Imani Randolph’s inquisitive mind doesn’t come as a surprise to many.
The complexities of human behavior and the human mind first appealed to her at an early age. In middle school she found herself puzzled by the actions of violent criminals. In high school her interests grew while taking psychology courses and learning about such researchers as Philip Zimbardo, Stanley Milgram and B.F. Skinner.
“My interest moved away from solely understanding the mentality of murderers to understanding people as a whole,” said Randolph, 21.
Now a senior psychology major, Randolph is eager to influence society with insightful research of her own.
The Richmond, Va. native is focused on publishing her current research project entitled “Utilizing Evoked Potentials to Index Neural Substrates of Violent and Non-Violent Pictures,” which she has produced under the supervision of Department of Psychology Chair George S. Robinson, Jr., Ph.D.
“I believe there is power in not simply relying on the answers provided by someone else, but rather, that an individual making the effort to find their own answers,” Randolph said. “Research allows me to always press toward answering questions of how the brain works and how it affects behavior. There are endless questions, so research is something that can never get old.”
Outside of her work in research, Randolph stays busy on campus as a member of numerous honor societies including Alpha Lambda Delta, Golden Key, Phi Kappa Phi and Psi Chi International Honor Society in Psychology, of which she has served as a past president and past vice president.

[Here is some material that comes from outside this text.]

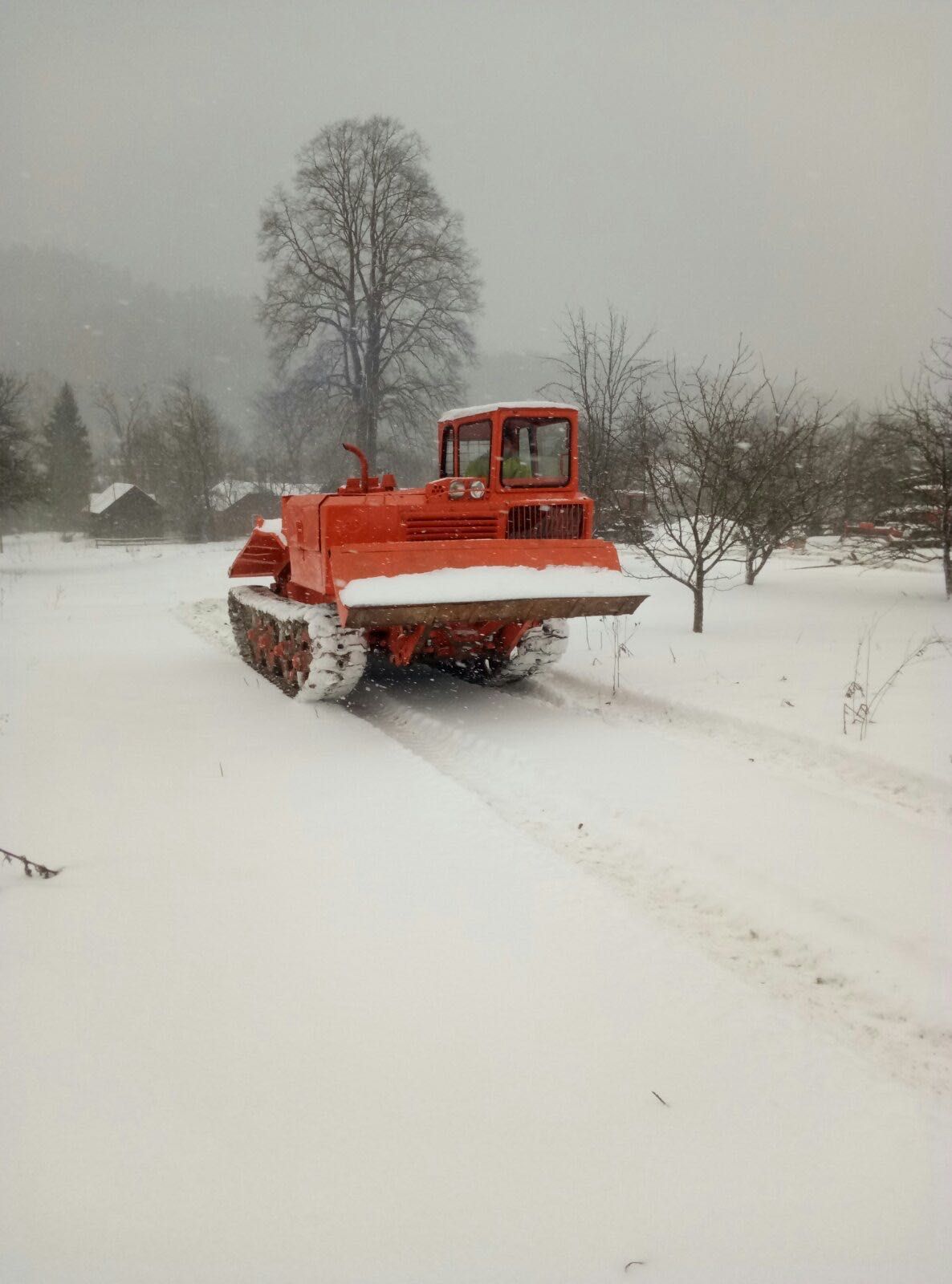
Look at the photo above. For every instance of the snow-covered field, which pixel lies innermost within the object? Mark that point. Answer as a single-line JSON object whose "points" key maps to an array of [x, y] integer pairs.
{"points": [[643, 969]]}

As a RISE Scholar, she was given the opportunity to present her research at a national conference, ultimately being named one of 18 winners in the research area of social sciences.

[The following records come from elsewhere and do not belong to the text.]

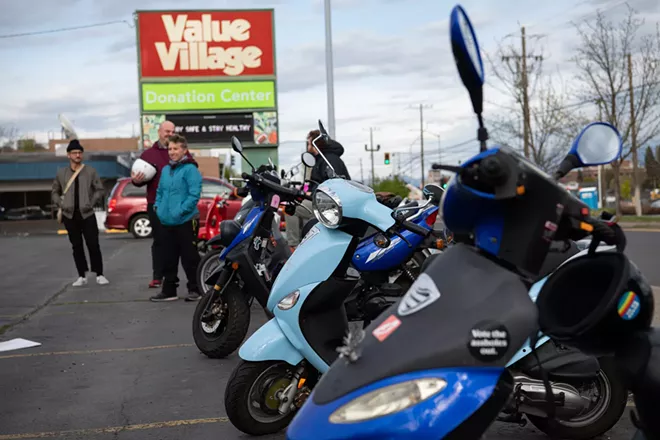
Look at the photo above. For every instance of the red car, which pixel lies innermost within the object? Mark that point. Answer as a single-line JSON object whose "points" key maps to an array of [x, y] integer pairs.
{"points": [[127, 205]]}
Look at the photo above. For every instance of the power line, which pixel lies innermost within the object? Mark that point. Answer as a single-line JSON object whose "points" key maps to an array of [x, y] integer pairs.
{"points": [[66, 29]]}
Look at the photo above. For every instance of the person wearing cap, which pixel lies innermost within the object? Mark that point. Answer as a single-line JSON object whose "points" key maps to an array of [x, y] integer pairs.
{"points": [[77, 205]]}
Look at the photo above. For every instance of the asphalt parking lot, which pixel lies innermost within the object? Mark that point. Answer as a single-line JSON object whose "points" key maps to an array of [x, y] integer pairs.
{"points": [[113, 365]]}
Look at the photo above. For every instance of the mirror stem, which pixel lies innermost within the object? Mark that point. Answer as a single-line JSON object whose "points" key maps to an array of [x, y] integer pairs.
{"points": [[482, 134]]}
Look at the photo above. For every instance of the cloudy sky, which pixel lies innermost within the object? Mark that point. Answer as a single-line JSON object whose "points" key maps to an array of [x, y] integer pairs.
{"points": [[390, 55]]}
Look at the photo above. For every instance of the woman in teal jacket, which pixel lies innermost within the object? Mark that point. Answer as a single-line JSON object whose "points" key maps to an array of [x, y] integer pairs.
{"points": [[178, 192]]}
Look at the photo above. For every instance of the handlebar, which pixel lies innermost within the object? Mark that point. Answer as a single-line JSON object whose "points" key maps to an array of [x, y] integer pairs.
{"points": [[275, 187]]}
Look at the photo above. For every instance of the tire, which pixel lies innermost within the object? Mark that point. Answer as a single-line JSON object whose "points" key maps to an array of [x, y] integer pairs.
{"points": [[203, 269], [246, 380], [140, 226], [599, 419], [221, 338]]}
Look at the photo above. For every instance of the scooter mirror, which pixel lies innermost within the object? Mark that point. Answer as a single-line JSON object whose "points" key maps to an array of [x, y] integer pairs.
{"points": [[598, 143], [308, 159], [236, 145], [467, 56]]}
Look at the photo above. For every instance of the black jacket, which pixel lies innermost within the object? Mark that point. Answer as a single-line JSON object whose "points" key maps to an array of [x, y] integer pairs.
{"points": [[321, 171]]}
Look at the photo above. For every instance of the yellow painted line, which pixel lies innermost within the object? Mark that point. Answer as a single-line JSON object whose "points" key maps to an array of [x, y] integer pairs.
{"points": [[105, 350], [77, 433]]}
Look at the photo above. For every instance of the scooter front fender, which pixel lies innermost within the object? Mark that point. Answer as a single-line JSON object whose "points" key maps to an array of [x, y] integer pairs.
{"points": [[270, 344]]}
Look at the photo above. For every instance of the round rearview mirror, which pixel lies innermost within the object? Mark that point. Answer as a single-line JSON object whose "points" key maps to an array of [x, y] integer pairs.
{"points": [[433, 191], [236, 144], [598, 143], [467, 55], [308, 159]]}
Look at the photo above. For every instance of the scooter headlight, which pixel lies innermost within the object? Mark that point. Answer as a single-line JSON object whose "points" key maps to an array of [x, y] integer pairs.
{"points": [[388, 400], [327, 208]]}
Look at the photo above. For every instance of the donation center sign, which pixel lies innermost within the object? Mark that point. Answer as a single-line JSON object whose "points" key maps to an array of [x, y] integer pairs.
{"points": [[211, 73], [213, 43], [208, 96]]}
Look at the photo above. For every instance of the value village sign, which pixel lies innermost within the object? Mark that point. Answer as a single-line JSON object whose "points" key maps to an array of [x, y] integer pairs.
{"points": [[197, 66]]}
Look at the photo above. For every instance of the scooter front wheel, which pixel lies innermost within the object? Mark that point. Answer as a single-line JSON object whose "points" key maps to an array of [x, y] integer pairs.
{"points": [[224, 330], [252, 396]]}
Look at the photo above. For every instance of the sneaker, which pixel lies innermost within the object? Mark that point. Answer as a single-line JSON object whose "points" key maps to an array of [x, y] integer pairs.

“The RISE Scholars Program has afforded me many opportunities that I would not have been able to experience on my own,” Randolph said. “It has expanded my mind to the importance of research, allowed me to surround myself with like-minded individuals, and helped to keep me on track with my goals and the way in which I plan to achieve them.”
She also was appointed to the Dean Student Advisory Board for the College of Arts and Sciences, and served as a member of the Council of Presidents Executive Board where she contributed to events designed to enhance the leadership skills of other campus leaders.
In addition to gaining more research experience, Randolph’s long-term goals include earning a doctorate degree in clinical psychology with a research focus in forensic or community psychology, and one day establishing her own non-profit organization to assist African-American children in low-income communities in achieving academic success.
She currently volunteers with Senior Resources of Guilford County and helps students improve their reading skills as a volunteer at local elementary schools.
“I personally believe that reading is a step in the direction of independence,” Randolph said. “Knowledge provides a sense of confidence that no one can take away. It leads to exposure, whether tangibly or mentally, to all that is truly achievable.”